# Massive Algae bloom and growth all of a sudden



## herns (May 6, 2008)

BBA usually appear on highlight and low CO2.

You dont have to run CO2 at night. Set a timer an hour before lights ON and 1 hr before lights OFF.


----------



## drewsuf82 (May 27, 2012)

herns said:


> BBA usually appear on highlight and low CO2.
> 
> You dont have to run CO2 at night. Set a timer an hour before lights ON and 1 hr before lights OFF.


the drop checker is a very light green towards the yellow side which is the close portion, I've been running about 80-100 BPM the last week or so it's been insane I've been dosing ferts but i've been dosing less this week thinking that the BBA is going to town with the extra nutrients :icon_eek:


----------



## willknowitall (Oct 3, 2010)

o2 o2 o2


----------



## drewsuf82 (May 27, 2012)

willknowitall said:


> o2 o2 o2


Ive seen you put this on 3 or 4 posts, it would be great if you could elaborate


----------



## drewsuf82 (May 27, 2012)

I stopped at the LFS and got a bottle of EXCEL today and I am removing the plants/driftwood affected and one section at a time spot treating them outside of the tank right now I will be sure to take photos and share them and hopefully good effects.


----------



## Leebee (Apr 23, 2012)

Some people have succsess with hydrogen peroxide. Google is your best friend. :smile:


----------



## Hoppy (Dec 24, 2005)

I think I asked in your other thread, what light fixture are you using? Two T5HO bulbs could give you very high light down to just low light, depending on what fixture it is: Coralife, FishNeedIt, Tek, Catalina, etc. And, BBA is a high light tank problem, only. With lower light BBA may still show up, but it doesn't take over the tank in a couple of days.


----------



## drewsuf82 (May 27, 2012)

Coralife T5HO 2 x 54 W one is a normal bulb the other is that Actinic Bulb which I want to replace here soon, one is a 6k bulb the Actinic is a 10k bulb

As a side note I had a small amount on the Java fern (which is a left over from when this tank was set up as low tech)


----------



## drewsuf82 (May 27, 2012)

Leebee said:


> Some people have succsess with hydrogen peroxide. Google is your best friend. :smile:


If the excel doesn't do it I will be looking into that, I'm hoping once I get enough plant mass that this will go away, but until then I need to figure out a way to get rid of it


----------



## Hoppy (Dec 24, 2005)

That light is not one of the efficient ones - you have around 30-40 micromols of PAR, unless the light sits on its legs, then you would have even less PAR. Many people have suggested that actinic bulbs encourage algae to grow. I have no idea if that is true or not, but I suggest you replace that bulb with one with a color temperature between 5000 and 8000K (even 10000K). That would eliminate that possible problem.

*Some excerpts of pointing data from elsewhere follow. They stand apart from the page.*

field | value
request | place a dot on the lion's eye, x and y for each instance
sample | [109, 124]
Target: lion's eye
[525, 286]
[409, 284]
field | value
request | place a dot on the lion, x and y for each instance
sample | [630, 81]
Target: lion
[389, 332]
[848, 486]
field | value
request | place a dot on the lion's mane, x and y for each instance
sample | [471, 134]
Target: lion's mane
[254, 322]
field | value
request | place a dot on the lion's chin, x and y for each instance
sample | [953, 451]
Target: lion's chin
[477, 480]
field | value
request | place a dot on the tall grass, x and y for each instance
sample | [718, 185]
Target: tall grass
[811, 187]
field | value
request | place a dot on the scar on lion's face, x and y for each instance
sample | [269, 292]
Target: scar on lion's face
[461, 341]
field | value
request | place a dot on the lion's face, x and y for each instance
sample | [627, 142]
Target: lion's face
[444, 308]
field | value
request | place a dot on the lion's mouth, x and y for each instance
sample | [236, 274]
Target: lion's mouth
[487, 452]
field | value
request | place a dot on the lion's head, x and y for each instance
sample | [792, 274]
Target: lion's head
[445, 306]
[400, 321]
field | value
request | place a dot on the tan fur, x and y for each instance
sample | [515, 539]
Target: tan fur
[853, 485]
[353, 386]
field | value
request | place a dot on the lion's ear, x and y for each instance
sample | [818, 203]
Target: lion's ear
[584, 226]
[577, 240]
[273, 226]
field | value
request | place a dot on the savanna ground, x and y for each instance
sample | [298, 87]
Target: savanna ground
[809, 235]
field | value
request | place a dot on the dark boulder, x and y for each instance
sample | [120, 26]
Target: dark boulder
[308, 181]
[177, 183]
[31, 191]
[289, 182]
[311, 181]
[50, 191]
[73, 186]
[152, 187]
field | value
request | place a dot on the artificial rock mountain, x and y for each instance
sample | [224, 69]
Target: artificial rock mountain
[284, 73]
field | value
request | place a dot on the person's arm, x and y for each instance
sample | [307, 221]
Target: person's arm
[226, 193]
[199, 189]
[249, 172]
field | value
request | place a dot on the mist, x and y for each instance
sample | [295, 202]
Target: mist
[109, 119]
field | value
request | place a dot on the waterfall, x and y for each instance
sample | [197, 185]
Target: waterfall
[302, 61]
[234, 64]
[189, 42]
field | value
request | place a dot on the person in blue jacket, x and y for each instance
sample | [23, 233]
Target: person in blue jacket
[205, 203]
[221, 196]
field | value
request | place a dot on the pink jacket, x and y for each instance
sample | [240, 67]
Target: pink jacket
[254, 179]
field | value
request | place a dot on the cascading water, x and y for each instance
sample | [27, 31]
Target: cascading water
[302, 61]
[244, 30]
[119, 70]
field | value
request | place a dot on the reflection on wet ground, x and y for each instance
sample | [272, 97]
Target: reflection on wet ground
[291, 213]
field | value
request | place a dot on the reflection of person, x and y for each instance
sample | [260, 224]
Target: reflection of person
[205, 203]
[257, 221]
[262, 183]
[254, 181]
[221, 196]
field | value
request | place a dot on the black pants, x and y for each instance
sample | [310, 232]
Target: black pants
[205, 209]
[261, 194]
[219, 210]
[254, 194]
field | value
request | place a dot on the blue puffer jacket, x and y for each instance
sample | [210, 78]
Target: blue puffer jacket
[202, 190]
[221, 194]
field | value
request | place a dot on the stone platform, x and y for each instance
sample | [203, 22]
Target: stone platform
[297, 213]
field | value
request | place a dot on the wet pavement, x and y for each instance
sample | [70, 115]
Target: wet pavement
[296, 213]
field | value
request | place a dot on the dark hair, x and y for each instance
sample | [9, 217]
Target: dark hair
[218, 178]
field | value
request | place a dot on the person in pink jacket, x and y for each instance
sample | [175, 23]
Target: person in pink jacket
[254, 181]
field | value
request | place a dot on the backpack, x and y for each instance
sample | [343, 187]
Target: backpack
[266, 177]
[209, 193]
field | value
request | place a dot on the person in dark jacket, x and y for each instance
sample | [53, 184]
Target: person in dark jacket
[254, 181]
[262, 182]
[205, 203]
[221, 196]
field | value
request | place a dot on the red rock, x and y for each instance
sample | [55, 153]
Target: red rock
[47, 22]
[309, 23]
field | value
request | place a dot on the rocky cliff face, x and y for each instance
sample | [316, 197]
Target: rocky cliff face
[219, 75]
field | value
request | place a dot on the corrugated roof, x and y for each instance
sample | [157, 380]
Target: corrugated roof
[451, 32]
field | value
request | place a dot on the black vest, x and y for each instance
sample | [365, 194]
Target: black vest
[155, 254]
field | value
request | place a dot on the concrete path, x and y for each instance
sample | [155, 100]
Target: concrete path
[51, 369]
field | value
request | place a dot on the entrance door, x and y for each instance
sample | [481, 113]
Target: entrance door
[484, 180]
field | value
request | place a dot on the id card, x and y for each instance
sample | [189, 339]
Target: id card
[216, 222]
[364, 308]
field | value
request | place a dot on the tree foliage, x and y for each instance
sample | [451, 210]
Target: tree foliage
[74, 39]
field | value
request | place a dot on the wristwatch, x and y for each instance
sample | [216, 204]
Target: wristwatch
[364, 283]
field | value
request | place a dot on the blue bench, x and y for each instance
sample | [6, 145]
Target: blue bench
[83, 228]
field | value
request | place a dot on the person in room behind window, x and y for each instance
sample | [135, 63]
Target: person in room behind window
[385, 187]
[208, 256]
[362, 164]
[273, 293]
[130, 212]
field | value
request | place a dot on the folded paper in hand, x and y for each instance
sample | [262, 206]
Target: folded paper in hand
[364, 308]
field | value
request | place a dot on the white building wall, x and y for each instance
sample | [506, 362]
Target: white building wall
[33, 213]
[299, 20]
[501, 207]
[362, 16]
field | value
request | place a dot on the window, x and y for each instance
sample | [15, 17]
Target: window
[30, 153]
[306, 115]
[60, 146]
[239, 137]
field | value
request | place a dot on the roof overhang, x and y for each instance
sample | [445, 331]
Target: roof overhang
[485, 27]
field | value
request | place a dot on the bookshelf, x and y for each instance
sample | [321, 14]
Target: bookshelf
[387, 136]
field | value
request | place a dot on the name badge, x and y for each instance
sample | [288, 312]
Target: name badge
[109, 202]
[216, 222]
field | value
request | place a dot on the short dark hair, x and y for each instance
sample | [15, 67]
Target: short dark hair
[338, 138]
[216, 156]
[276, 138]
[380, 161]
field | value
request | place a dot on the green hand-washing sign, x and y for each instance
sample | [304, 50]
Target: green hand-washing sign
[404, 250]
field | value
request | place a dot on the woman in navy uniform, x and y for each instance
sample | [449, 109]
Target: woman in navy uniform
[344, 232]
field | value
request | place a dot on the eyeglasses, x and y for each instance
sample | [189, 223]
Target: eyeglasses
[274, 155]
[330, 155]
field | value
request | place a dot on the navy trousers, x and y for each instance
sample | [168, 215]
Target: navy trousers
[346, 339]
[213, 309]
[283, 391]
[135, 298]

At that light intensity you don't need to have extremely high CO2 concentration, so you may already have as much as the plants need. Just be sure you have good water circulation in the tank, so all of the plants sway a bit from the flowing water.

I would also get some fast growing stem plants, cuttings from someone's tank, and fill the tank with those. Lots of healthy growing plants is a good defense against algae.

But, first you need to remove/kill all of the BBA now in the tank. Any leaves that have BBA are the same as dead, so you can trim them off and remove them from the tank. Clean the filters too, and vacuum up all bits of it that are floating at the substrate. This tank should work out very well eventually.


----------



## drewsuf82 (May 27, 2012)

Hoppy

I'm running two filters right now actually, I have the Magnum 350 as well as a tetra 75 gallon HOB style filter running right now so I know there's some good flow going through the tank

I've got some fast growers in the tank ATM who are doing well but I have some slow growers as well such as mosses and the ferns

As for the consider them dead that would mean a massive mowing in the tank, I would end up losing almost all of my fern and a lot of the other plants in the tank including my mosses


----------



## willknowitall (Oct 3, 2010)

drewsuf82 said:


> Ive seen you put this on 3 or 4 posts, it would be great if you could elaborate


i have five tanks 
all have same light, same plants, same co2, same nutrients at least within small varables

three of the tanks have approximatly 5x the surface to gal ratio
all are rippled at surface
the tanks with much greater surface ratio have no bba the other tanks have some
plants water and bio filters have been moved between all tanks

the only difference i can tell is a higher gas exchange rate, more desolved oxygen


----------



## drewsuf82 (May 27, 2012)

Well I think my first strike with the excel is going to be a decent sign. I went for a walk and came back and the first set of java ferns/driftwood I attacked and I have this to show for it 









Sorry for the bad rotation.....


----------



## Hoppy (Dec 24, 2005)

When BBA attacks plants the leaves are left badly scarred, and don't recover. Trying to nurse them back to life just leaves unhealthy leaves in the tank, which attract more algae. I have dumped big Java Ferns before, when they were infested with BBA, so I know the feeling. But, those leaves really are dead. The Excel should be focused on the hardscape BBA, not the plants. (Just my opinion.)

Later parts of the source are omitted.